Credit: Courtesy Sony Pictures Classics

Leonard Cohen is dead. Long live Leonard lore. The great poet-singer-songwriter passed away in 2016, after spending many of the last years of his life touring to appreciative throngs (“it’s a good solution for old age,” he says drolly in the new doc Hallelujah, “you play until you drop”). Passions and reflections on the legend continue to hit bookshelves and big screens, from various angles. The binding theme of Nick Broomfield’s mostly career/life-spanning 2019 documentary Marianne & Leonard: Words of Love spins off and around Cohen’s relationship with his Norwegian girlfriend/muse. 

The new film, HALLELUJAH: Leonard Cohen, a Song, a Journey, a Song, directed by Dan Geller and Dayna Goldfine, is a deftly-made if sometimes meandering entry in the tricky music doc genre, which gamely banks on the power of perhaps his best-known song and its odd backstory and trajectory. Malcolm Gladwell has dissected the song’s power and saga in podcast form, but this film goes deeper, and goes vivid and vintage, fleshed out with archival footage — including dips into archives of veteran music journalist/Cohen confessor Larry “Ratso” Sloman — and Cohen’s quotable sound bites. 

Strangely enough, the saga of Cohen’s semi-secular anthem — which we first hear him sing, on his knees in concert as an elder — had an obstacle-filled trek to mythic status. The original version was on a 1984 album prevented from American release by Columbia head Walter Yetnikoff (one of the film’s villains, along with embezzling manager Kelley Lynch, who left Cohen virtually penniless in 2005). Various outside parties helped cement the public resurrection of “Hallelujah,” including Bob Dylan, but especially emotive powerhouse Jeff Buckley and, via the film Shrek, John Cale and Rufus Wainwright.

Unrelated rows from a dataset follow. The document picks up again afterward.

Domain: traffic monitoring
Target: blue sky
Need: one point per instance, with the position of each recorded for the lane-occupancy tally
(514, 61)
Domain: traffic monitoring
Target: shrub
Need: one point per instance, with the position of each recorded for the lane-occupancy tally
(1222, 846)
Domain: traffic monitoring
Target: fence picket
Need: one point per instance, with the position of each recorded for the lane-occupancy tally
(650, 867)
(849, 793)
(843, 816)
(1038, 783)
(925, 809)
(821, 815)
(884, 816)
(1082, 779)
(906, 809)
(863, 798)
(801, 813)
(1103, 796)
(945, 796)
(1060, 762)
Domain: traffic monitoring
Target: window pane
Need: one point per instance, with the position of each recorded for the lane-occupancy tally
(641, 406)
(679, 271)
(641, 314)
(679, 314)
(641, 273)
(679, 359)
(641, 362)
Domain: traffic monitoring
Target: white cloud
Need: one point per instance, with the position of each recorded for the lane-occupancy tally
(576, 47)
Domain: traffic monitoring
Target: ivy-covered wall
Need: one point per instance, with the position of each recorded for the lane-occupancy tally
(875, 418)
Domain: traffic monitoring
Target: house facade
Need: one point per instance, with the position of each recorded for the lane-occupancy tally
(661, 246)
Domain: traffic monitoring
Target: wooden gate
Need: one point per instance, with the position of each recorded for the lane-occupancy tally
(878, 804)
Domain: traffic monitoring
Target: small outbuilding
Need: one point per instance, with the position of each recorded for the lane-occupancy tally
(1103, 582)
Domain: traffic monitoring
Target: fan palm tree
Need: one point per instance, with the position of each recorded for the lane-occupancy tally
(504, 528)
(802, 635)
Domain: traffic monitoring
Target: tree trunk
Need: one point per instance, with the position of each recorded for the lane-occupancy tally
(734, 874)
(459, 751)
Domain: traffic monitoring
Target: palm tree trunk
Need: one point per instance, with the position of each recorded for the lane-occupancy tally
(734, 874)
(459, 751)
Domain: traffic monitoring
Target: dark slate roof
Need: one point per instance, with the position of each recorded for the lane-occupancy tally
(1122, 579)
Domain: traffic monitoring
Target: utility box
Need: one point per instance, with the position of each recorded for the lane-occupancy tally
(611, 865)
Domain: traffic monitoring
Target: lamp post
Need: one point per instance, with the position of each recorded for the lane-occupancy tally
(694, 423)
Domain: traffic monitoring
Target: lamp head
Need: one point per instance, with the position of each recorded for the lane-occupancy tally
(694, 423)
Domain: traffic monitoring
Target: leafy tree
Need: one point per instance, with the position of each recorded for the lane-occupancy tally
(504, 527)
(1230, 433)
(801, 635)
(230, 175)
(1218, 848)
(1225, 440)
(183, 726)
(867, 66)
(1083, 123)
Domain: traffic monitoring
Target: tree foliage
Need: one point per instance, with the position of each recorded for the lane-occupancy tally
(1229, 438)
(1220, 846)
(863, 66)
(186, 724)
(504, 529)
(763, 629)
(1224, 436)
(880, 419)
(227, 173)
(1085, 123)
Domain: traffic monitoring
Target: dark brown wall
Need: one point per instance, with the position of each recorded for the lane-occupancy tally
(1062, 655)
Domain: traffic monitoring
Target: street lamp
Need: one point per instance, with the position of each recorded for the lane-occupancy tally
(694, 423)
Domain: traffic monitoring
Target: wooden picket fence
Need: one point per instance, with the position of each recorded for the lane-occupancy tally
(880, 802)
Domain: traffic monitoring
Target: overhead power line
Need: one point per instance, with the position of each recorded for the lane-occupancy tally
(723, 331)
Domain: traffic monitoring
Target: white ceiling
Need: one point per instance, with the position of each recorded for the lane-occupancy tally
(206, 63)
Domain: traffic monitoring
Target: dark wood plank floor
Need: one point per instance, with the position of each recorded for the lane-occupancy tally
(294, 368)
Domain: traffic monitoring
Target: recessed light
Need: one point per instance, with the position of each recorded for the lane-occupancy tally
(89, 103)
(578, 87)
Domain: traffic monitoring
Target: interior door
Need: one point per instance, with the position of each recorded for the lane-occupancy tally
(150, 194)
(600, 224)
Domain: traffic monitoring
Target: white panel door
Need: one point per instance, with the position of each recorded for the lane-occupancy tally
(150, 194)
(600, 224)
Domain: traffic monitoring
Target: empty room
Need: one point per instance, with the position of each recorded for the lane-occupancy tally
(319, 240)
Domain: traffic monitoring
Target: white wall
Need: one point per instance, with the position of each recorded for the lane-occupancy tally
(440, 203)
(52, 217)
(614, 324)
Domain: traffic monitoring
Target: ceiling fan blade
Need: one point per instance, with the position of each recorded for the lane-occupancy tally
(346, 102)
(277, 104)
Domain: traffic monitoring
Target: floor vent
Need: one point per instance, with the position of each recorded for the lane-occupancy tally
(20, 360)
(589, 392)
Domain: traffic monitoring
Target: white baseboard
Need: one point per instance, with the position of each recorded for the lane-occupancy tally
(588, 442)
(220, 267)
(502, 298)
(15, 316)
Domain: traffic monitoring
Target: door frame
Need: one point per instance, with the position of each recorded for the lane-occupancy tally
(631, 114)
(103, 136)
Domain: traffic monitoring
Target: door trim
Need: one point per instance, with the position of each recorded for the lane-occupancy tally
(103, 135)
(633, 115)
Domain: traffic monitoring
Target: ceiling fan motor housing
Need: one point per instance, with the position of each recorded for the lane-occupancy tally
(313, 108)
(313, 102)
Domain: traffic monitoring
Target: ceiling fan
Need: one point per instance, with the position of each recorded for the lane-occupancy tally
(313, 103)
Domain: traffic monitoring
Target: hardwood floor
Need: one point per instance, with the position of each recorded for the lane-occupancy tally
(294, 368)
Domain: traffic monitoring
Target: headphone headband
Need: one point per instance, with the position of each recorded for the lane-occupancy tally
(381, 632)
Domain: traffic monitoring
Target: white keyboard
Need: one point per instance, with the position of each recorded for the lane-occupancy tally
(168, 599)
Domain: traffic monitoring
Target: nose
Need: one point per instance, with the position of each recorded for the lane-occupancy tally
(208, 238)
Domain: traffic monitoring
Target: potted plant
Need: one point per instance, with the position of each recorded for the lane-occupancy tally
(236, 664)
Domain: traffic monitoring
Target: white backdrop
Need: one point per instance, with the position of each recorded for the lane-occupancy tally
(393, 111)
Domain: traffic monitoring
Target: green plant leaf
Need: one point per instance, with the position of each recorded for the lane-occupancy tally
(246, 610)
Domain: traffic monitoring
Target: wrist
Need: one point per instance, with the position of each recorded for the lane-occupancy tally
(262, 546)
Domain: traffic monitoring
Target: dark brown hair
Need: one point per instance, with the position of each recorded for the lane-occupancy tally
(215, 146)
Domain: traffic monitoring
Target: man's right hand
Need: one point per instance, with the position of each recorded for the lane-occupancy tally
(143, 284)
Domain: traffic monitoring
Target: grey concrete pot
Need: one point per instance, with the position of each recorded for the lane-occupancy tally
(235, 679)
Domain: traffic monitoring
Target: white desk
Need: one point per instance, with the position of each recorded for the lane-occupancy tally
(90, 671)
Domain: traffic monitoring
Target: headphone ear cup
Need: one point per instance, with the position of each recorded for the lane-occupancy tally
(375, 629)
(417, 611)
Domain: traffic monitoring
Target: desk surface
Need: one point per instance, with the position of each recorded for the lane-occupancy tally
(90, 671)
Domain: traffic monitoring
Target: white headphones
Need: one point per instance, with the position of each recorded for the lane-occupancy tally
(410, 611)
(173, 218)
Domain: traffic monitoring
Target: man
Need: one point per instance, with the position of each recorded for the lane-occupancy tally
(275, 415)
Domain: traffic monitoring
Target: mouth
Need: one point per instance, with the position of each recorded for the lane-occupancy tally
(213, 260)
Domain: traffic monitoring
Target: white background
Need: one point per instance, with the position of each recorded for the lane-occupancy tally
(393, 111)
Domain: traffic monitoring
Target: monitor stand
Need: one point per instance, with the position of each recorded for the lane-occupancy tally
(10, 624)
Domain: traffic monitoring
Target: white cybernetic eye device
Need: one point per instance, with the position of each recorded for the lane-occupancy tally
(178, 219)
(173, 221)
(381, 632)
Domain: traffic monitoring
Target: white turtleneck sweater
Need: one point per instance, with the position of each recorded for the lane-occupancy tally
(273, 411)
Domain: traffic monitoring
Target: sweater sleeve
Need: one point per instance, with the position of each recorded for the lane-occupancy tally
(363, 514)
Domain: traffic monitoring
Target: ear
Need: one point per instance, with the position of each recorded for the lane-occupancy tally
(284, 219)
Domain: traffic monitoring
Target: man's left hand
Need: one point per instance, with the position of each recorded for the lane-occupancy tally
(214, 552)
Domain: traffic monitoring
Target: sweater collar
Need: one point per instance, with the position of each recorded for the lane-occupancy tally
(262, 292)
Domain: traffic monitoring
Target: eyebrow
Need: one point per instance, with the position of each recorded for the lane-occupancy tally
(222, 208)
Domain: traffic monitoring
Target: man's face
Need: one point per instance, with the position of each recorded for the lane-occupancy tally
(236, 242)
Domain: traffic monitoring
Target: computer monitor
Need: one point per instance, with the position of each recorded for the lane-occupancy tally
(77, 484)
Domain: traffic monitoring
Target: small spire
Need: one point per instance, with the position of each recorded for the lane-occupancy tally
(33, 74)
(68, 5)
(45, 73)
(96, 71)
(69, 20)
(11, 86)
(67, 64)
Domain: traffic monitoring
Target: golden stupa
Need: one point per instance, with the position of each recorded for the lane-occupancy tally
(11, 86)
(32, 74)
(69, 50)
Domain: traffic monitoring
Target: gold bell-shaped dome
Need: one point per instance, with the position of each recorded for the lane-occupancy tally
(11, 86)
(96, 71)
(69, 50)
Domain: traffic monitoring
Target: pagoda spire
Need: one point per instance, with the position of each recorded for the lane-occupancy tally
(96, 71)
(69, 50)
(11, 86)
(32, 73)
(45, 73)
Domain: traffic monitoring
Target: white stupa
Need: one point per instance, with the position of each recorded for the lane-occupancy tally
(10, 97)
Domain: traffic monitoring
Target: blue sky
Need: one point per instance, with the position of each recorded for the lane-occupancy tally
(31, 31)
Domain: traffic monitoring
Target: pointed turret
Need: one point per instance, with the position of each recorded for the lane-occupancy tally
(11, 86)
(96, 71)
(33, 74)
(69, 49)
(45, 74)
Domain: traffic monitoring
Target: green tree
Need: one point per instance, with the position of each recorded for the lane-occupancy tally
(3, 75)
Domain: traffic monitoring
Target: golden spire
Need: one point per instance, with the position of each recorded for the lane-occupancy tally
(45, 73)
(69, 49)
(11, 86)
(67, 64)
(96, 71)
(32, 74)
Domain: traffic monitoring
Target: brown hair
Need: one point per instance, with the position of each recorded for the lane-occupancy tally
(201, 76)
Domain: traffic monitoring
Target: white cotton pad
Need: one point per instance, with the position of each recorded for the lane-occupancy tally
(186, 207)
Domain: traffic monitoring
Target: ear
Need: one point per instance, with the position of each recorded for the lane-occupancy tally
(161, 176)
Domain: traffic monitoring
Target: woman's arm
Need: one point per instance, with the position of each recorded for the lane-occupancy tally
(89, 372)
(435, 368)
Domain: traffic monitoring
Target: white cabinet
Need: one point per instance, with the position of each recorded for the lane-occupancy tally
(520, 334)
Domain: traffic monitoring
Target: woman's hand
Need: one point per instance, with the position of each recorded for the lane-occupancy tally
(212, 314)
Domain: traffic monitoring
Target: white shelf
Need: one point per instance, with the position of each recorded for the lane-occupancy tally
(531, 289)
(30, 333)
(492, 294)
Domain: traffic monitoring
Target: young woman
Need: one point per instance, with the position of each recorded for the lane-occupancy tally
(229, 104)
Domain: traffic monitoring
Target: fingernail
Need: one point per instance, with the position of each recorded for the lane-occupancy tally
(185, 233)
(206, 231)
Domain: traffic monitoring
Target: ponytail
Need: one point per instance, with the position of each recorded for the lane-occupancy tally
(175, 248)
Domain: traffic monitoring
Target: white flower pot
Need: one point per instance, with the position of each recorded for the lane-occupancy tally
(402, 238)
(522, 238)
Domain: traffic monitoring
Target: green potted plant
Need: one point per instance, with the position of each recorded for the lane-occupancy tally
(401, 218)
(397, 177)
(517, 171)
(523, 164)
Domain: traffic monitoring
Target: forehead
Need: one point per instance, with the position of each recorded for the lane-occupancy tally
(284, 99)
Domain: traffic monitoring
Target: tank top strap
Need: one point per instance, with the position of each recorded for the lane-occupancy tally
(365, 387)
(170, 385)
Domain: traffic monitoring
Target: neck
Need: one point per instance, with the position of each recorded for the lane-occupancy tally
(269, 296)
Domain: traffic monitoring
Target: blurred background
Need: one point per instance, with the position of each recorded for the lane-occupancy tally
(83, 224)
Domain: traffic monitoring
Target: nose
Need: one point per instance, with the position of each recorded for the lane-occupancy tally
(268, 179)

By the time Cohen returned to the road, by necessity and then for love, the success of “Hallelujah” helped propel him toward pop culture sainthood and SRO houses. “The only way you can sell a concert is to put yourself at risk,” he says in the film. “If you don’t do that, people know. If you can inhabit that space and stand for the complexity of that situation, people feel good, you feel good and the band feels good.” His path to a good time entailed personal spiritual diving, melancholic baritone crooning and the anchoring force of a few timeless songs. This film takes an incisive aim at one of them.